You took a wholly negative view to Aristotle. I argued that as early as his own students his views were being challenged with empirical evidence that challenged individual instances he had cited. However, looking back over two and a half thousand years, the consensus among scholars today is that he was pretty amazing in setting out ways of doing science that we can see as immensely relevant. As you are now into Lloyd I need to go no further but I wanted to correct the negativity of your approach.
Secondly you did imply that not much went after Aristotle. I have given a reference to the book, Greek Thought, which has all the details, at great length, of what did go on.
It is only in the past 100 to 150 years that we have realised how far an understanding of the natural world can allow us to transform it to our benefit. This is perhaps (very debatable) when modern science begins.The Greeks and Romans used science and technology to serve their immediate needs. So,the citizens of Aspendos in southern Turkey, desperate to have a better water supply, construct two great holding tanks high up on an arched structures at the foot of the hills and the foot of their acropolis and use an inverted siphon system to convey the water the 800 metres between them. (There are many other instances of advanced hydraulic engineering but this was the one I was showing off to a study group a few days ago!) The Romans saw the advantage of a fine road system for imperial admin. and control and when the system collapses everyone goes back to muddy tracks until the 18th century.Again the Romans perfect the art of concrete making so expertly that they are able to construct a vast semi-circular dome for the Pantheon in Rome, and, this is often not appreciated, if you complete the circle of the dome the outer rim meets exactly the centre of the floor below. Pretty competent builders! Meanwhile the boiler system of the Baths of Caracalla a couple of miles away could heat water for 4000 bathers a day.So they used technology very effectively to meet their needs as they defined them. But they were also able to think about problems in an abstract way. It is the combination of the two that is the achievement.
Good reading with Lloyd- there is lots to explore there.

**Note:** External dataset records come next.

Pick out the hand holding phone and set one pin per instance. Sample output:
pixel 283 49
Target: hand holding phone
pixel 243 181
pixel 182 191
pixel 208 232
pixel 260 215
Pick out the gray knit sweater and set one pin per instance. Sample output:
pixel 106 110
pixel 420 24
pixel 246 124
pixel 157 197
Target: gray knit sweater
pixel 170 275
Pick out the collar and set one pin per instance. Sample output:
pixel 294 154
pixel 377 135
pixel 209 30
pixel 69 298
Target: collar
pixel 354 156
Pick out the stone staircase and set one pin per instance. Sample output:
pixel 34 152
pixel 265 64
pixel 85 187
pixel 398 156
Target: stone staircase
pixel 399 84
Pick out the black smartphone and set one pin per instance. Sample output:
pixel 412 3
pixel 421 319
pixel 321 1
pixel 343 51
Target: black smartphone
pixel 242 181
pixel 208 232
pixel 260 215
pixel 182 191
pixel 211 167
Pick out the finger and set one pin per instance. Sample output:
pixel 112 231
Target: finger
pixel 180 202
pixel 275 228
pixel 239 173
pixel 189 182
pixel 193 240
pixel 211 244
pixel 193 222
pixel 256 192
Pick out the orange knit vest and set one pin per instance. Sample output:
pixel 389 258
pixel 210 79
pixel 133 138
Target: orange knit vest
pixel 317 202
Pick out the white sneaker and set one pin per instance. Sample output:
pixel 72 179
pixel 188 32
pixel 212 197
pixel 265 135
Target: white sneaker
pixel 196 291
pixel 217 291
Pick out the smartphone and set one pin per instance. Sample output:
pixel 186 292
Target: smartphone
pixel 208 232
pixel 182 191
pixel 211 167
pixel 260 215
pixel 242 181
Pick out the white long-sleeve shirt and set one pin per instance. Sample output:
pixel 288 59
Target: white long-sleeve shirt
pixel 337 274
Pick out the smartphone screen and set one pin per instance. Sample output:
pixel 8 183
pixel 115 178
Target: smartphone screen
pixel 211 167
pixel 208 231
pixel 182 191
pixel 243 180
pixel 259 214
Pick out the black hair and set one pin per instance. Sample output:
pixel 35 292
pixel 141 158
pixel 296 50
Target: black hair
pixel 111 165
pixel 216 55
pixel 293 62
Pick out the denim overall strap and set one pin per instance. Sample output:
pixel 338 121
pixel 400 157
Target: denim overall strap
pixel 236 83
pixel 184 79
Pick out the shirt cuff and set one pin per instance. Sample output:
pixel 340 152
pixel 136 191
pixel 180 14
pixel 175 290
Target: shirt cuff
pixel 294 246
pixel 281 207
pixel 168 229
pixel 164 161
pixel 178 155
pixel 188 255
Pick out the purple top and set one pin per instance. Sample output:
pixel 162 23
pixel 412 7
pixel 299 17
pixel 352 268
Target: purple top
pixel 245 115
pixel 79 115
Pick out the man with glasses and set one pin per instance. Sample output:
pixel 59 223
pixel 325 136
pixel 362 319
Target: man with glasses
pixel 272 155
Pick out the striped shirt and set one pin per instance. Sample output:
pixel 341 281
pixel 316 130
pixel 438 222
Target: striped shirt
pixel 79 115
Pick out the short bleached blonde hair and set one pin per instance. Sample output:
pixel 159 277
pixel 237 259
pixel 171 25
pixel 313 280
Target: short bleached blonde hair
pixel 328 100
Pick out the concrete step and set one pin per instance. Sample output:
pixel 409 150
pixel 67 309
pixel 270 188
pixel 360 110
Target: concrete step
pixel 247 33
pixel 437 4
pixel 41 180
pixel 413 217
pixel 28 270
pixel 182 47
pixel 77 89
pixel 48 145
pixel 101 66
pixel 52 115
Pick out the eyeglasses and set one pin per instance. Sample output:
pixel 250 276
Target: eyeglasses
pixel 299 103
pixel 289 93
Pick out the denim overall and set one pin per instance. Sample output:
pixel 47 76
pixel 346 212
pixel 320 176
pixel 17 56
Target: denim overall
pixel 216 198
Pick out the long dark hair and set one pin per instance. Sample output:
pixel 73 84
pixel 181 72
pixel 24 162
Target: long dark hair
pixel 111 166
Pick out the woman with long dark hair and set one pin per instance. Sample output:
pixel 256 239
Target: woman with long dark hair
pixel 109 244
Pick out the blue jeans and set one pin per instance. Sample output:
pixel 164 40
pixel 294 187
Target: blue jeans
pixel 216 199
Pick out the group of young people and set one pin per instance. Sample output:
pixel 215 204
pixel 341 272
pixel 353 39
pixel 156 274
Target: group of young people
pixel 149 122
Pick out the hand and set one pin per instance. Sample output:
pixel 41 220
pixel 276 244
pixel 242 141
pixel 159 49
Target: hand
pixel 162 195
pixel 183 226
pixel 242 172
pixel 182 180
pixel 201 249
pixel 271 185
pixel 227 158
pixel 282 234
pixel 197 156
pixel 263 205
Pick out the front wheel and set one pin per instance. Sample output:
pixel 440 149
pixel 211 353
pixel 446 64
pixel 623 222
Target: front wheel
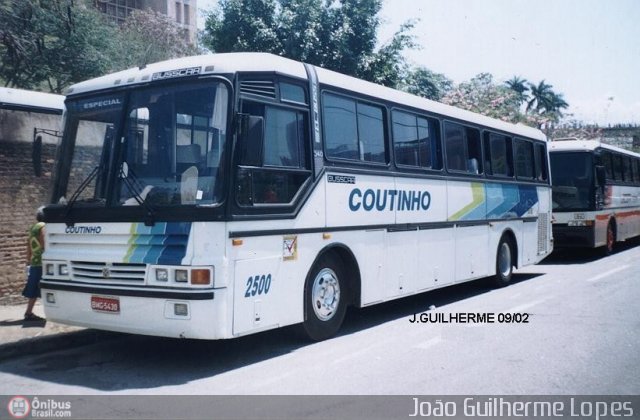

I'm sorry I gave the impression of being negative about Aristotle. Most of my writing involves Aristotle, particularly his logical works. He was a brilliant philosopher and obviously his work had an enormous impact.
Let's see what you think if my book is published next year.
However, I stick to my view, which is recognised by most authorities, that Aristotle thought of purely theoretical work, i.e. 'first philosophy' to be of higher value than purely experimental work, and this prejudice certainly carried forward into the middle ages, and perhaps held back the experimental approach to science.